— Наши передали, что меня кто-то ищет. — Щегаршин говорил сиплым, дребезжащим голосом. — Я сначала подумал, что это кто-то по тем, прежним делам… Но мужики сказали, что это, скорее всего, из органов. Посоветовали из Москвы на время свалить. Но я подумал: а толку? Все равно ведь рано или поздно найдут… Уж лучше прийти самому — если и посадят, то хоть скостят сколько-нибудь за добровольную явку. Да и надоело уже жить в подвалах, жрать с помойки… А срок дадут — хоть будет постоянная крыша над головой. К тому же мне передали, что моя бывшая ждет… Это правда?
— Да, это правда, — кивнул Гуров. — Она сама сказала, что была бы не против, если бы вы вернулись. И я думаю, у вас такая возможность есть. Хотя не обещаю, что это будет так просто и скоро.
— Понимаю… — Щегаршин тягостно вздохнул. — Если я проявлю излишнюю откровенность, то, с одной стороны, начнется следствие по моим прежним, вовсе не праведным делам, а с другой — могу поплатиться за это жизнью. Люди, что заправляли торговлей детьми, на нарах париться никогда не будут. Они для закона недосягаемы. А руки у них очень длинные. Впрочем, плевать… За годы подвальной жизни мне все уже так надоело, что меня едва ли чем можно напугать. Спрашивайте…
— Ну, для начала расскажите, с чего и почему все это началось.
— С аварии. — Щегаршин болезненно поморщился. — С нее, будь она неладна. В восемьдесят седьмом вписался я на своей «четверке» в новый «Мерседес». Как раз в ту пору к нам начали завозить иномарки, все на них как будто помешались. А это была машина какого-то криминального туза. Виноват-то был он, но гаишники, которым этот тип что-то сунул, объявили, что виновник аварии я. До суда дело не дошло. Мне популярно объяснили, что меня ждет, если я откажусь платить. А запросили они столько, что пришлось бы продавать все, кроме квартиры — она у меня была служебная. И то не хватило бы. И вот тут я вспомнил про одного своего знакомого. Мне говорили, что он ссужает под божеские проценты.

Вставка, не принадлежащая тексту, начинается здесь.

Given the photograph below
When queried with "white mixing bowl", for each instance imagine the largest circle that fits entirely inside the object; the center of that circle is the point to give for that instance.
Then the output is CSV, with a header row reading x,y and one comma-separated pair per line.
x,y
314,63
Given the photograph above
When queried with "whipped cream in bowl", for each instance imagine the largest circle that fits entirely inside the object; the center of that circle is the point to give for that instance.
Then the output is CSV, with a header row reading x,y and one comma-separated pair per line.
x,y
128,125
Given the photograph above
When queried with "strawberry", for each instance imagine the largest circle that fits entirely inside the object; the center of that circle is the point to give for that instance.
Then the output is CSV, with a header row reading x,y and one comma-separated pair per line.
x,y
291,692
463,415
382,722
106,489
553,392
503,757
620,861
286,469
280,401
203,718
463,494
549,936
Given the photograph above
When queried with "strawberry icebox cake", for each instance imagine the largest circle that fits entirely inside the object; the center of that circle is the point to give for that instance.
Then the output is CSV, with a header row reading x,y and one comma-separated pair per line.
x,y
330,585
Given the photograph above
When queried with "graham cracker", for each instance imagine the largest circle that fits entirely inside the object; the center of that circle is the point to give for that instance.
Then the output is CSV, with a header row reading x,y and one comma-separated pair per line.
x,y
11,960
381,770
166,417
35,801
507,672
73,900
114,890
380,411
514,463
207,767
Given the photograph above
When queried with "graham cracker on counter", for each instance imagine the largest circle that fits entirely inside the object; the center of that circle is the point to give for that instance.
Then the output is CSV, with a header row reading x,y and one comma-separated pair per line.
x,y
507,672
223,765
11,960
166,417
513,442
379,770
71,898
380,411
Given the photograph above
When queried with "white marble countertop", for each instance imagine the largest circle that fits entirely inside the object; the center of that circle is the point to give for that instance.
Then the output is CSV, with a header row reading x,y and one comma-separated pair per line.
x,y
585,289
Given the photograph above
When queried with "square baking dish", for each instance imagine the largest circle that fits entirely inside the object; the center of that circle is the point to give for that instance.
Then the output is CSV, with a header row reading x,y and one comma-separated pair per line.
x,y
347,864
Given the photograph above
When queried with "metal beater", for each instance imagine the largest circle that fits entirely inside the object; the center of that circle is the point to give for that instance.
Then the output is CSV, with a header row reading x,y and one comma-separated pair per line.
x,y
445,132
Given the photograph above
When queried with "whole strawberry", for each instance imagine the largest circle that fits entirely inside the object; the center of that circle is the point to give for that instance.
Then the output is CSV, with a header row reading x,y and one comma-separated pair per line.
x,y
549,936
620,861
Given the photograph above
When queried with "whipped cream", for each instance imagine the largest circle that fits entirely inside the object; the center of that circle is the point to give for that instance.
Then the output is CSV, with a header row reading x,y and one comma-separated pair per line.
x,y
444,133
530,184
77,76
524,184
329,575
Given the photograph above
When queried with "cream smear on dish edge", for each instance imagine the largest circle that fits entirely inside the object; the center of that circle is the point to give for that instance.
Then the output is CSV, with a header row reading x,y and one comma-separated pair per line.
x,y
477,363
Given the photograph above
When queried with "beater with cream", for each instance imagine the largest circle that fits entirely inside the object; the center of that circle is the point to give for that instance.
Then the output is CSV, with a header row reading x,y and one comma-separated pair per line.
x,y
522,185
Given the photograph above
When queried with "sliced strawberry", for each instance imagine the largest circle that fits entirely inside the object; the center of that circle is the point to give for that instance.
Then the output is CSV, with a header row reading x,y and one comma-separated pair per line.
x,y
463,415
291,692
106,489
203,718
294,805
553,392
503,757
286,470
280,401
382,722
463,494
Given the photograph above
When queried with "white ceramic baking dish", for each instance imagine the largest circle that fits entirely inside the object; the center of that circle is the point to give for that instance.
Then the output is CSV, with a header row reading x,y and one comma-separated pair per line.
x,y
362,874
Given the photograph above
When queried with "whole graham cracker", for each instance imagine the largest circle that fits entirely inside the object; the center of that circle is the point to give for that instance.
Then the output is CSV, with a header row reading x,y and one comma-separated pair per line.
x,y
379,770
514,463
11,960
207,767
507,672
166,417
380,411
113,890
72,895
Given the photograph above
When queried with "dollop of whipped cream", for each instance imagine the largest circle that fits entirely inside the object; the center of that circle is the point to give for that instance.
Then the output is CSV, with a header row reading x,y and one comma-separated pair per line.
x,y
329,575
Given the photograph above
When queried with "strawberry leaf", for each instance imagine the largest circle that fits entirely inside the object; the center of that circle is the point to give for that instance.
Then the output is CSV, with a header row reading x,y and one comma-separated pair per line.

— Он ваш коллега? Тоже медик?
— Нет, просто его жена рожала в роддоме, где я работал ранее. У нее были осложнения, ну и… Да это не существенно. Узнав, сколько мне нужно, он сразу же сказал «нет», но пообещал, что поможет выйти на людей, которые могли дать мне высокооплачиваемую работу. В этом случае кредит он мне гарантировал. Через цепочку из нескольких человек я вскоре попал на прием к своему будущему боссу.
— И кто же он был?
— Один из замов тогдашнего начальника Мосгорздрава. Говорят, он сейчас где-то в Канаде. Прощупывал он меня долго, и так, и эдак, а потом изложил суть своего предложения: я еду главврачом роддома в Долгопрудный, где всего лишь содействую усыновлению отказных детей. И только. Он даже подвел под это некую мораль, мол, бедные детишки в наших детдомах вырастают невесть кем, а благодаря усыновлению обретут настоящие семьи. Ну и сказал, сколько я буду иметь с каждого усыновленного. Для меня это были большие деньги. Поэтому я, хоть и глодали всякие сомнения, дал согласие.
— И сколько же всего детей за время вашей работы было передано усыновителям?
— Точного числа не помню… Первые два года было не очень много — двое-трое в месяц. Потом к нам обращаться стали все чаще и чаще. Последний год, когда все это и произошло, а случилось это в девяносто четвертом, начался просто наплыв клиентов. Босс звонил почти ежедневно и говорил кодовую фразу: «Как там у вас погода?» Это означало, что появился желающий усыновить. Если он говорил: «Ночь ожидается ясная», требовалась девочка, если: «Денек-то ничего!» — мальчик. В начале девяностых мы уже и сами начали находить клиентов. Босса, разумеется, в известность ставили и сколько положено отстегивали.
— А в чем заключалась его роль, кроме того, что он получал деньги?
— Он обеспечивал полное прикрытие операции, обеспечивал всю необходимую документацию для усыновителей, взаимосвязь с другими структурами. Например, некоторые отказницы, одумавшись, могли затребовать ребенка обратно. На этот случай у нас была такая версия, как его смерть из-за нежизнеспособности. Дескать, младенец умер, его тело кремировано. На этот счет была договоренность с кем-то из крематория. Самым упорным могли даже выдать урну с прахом и соответствующий документ. Но таких случаев было очень мало. Отказывались-то от своих детей в основном соплюхи, которые нагуливали их, случалось, в тринадцать-четырнадцать лет неизвестно от кого. Детей алкоголичек и наркоманок отправляли в дома ребенка — таких усыновляли неохотно.
— В роддоме у вас сколько было помощников?